アメリカが最初に原爆を作り、実験し、広島と長崎に落とし、核の破壊力と惨劇を世界中に知らしめた。
その力で敵対国を脅し、世界の覇権を握ってきた。
しかし技術は、独占できず拡散する。
核の力を確保しようとソ連がそれに続き、他の国連常任理事国もつづき、インドやパキスタン、イスラエル、北朝鮮と広がっていった。
1945〜2009年の各国の核実験 (ウィキペディアより)
グラフのように、1959年は核実験ゼロ、60年はフランスがやったが、米ソはゼロだった。
理由はともあれ、その実験停止の均衡を破ったのはソ連だった。
核で優位に立っている米国に対し、恐怖を感じたソ連は、止めていた核実験を再開、さらなる核軍拡競争が始まった。
ソ連の核実験再開表明の報道。数年前、この「アカハタ」(1961年9月2日付)の記事を見た時はショックだった。
その後も「アカハタ」のこの論調はつづく。

知らなかった。
昔の事とはいえ、こういうこともあったのかと‥、肩を落とした。
私はそれまで、そんな認識は全くなかったし、周辺でも聞いたことがなかったからだ。
関心のある方は、拡大して読んでみて下さい。
これが「いかなる国の核実験禁止」問題のはじまりだった。
今年は被爆80年の節目の年だ。今日が広島に原爆が落とされた日、二度と核戦争を起こすまいと誓う日。
昨年は被団協がノーベル賞を受賞した。
長く核兵器禁止の運動を続けてきた原水爆の禁止運動に不幸な分裂、「いかなる国の核実験禁止」と「部分的核実験禁止」問題がある。
要因は、当時の状況もあるだろうし、それぞれ言い分もあるだろう。
しかし、もう半世紀も昔のことだ。いつまで過去に縛られつづけるんだ、と言いたい。
長く不幸な原水禁運動の分裂、世界で核戦争の危機が収まらない現状を少しでも変えるために、もうそろそろ統一すべきだ。
どうでしょうか? みなさん。
核兵器廃絶への真剣な思いがあるなら、とっくの昔に統一できていていい。
遅すぎて時間をムダに過ごしたので、この話し合いは急ぐべきだ。
今年の大会はすでに始まり、無理だったが来年こそは、歩み寄るべきだ。
運動の分裂は、核廃絶への本気度、真剣さ、緊急性が互いに問われている。
いつまで過去にこだわっているのか?
今、何が大事か、何を優先すべきか、わかっているのか? と大きな声で問いたい。
核廃絶の大義と緊急性に照らせば、もはや運動に対立点はない。
対立があるのは、核廃絶を願う諸国民と、核にしがみつき恫喝をつづける国家指導者との間だけだ。

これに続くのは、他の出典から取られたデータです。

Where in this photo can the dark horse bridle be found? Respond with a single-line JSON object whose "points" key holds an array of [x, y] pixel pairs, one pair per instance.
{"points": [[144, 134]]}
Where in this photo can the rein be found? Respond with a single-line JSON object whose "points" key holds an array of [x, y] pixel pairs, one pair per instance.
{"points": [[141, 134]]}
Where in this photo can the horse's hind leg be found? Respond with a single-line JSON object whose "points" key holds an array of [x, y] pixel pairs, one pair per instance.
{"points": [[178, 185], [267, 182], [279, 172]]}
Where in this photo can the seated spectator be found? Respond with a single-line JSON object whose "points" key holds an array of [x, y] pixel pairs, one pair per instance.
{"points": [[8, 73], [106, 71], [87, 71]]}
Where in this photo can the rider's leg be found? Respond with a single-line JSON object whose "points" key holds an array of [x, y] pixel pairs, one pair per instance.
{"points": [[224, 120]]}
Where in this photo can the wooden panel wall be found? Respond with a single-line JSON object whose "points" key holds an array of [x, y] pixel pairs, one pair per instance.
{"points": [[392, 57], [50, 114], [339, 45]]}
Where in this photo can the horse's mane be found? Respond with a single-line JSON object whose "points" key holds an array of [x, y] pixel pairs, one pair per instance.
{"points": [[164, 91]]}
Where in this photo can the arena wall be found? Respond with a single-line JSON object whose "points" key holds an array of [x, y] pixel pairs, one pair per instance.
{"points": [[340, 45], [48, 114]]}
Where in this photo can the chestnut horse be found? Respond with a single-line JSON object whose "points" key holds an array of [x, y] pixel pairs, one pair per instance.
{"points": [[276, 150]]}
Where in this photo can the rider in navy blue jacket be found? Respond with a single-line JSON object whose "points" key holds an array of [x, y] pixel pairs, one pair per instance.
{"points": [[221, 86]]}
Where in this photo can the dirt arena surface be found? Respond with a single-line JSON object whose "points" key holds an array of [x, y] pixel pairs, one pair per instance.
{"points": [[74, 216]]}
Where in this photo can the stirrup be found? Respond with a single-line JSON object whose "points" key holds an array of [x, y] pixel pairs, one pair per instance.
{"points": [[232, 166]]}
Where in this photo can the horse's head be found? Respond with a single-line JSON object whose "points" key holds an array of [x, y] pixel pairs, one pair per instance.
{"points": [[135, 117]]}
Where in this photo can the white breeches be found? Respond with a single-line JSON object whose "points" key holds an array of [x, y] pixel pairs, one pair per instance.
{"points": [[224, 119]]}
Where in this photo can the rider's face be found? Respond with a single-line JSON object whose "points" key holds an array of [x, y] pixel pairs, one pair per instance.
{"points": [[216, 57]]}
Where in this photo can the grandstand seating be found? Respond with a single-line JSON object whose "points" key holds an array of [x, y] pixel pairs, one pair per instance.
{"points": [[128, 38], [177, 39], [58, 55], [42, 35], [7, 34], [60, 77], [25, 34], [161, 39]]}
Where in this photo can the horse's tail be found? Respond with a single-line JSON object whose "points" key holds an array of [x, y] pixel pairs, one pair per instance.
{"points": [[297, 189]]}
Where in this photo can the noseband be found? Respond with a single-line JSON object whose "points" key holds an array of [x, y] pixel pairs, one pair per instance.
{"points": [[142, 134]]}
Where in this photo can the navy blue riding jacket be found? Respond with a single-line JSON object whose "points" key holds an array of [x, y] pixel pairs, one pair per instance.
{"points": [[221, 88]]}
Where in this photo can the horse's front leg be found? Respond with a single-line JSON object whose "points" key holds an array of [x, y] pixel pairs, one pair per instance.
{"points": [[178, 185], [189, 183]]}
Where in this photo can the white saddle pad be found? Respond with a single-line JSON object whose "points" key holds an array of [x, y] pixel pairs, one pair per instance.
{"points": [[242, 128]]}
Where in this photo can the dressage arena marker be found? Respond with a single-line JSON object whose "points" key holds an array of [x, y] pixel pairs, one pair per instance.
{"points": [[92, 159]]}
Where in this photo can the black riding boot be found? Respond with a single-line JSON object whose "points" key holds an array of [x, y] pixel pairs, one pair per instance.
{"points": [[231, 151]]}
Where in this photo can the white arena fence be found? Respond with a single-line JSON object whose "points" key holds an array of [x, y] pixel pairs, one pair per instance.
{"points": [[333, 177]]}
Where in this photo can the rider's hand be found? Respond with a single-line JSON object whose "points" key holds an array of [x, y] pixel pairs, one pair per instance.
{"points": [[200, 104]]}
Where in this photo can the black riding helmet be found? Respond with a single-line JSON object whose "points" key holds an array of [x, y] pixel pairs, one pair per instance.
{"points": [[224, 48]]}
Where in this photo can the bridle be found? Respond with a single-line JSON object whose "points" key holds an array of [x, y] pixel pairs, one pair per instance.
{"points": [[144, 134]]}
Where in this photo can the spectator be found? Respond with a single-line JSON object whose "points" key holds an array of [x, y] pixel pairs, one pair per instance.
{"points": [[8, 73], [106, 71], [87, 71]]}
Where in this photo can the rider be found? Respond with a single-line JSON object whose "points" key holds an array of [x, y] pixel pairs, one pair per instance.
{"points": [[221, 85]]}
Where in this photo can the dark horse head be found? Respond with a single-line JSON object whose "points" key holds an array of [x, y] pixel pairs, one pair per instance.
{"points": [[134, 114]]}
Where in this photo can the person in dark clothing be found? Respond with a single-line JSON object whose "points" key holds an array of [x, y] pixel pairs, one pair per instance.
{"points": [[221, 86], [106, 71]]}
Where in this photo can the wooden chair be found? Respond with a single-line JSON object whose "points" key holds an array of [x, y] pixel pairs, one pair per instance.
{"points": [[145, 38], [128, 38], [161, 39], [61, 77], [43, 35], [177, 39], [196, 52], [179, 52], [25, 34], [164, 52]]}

めざす目標は、核兵器の全面的で完全な禁止。これは核兵器禁止条約に体現されている。
この「草の根」の諸国民からの運動を、とりわけ核保有国の国内から起こそう。被爆国の国民として強く優しく呼びかけよう。
ウクライナ侵略戦争でのロシアの核使用の発言、イスラエル閣僚のガザでの核使用の発言、加速する米・ロ・中ほかの核軍拡競争。
日本においても、参政党のさや氏が選挙中に「核武装が最も安上がりであり、最も安全を強化する策の一つだ」と発言しながら、東京選挙区から第2位で参院議員に選ばれた。これは憂慮すべき有権者の認識だ。
世界中で紛争や武力衝突がなくならない。本当に悲しいことだ。
だが、話し合いで解決してきている地域があるのも事実だ。歴史は、そうやって進歩してきたと人々は学んでいる。
どちらから歩み寄ってもいい。同時でもいい。
私は、先に歩み寄る方、手を差し出す方に、強く共感する。
「いかなる国の核実験」は、ネット上で検索すれば数多くヒットする。
しかし残念なことに、日本共産党のホームページ上では全く出てこない。「部分的核実験禁止」は、多数検索できる。これはどういう意味か?
「アカハタ」の記事を見たのは、かなり前だったが、ブログに書くべきか迷いもあり、いつか書かなくてはと思ってきたが、とうとう今日、8月6日になった。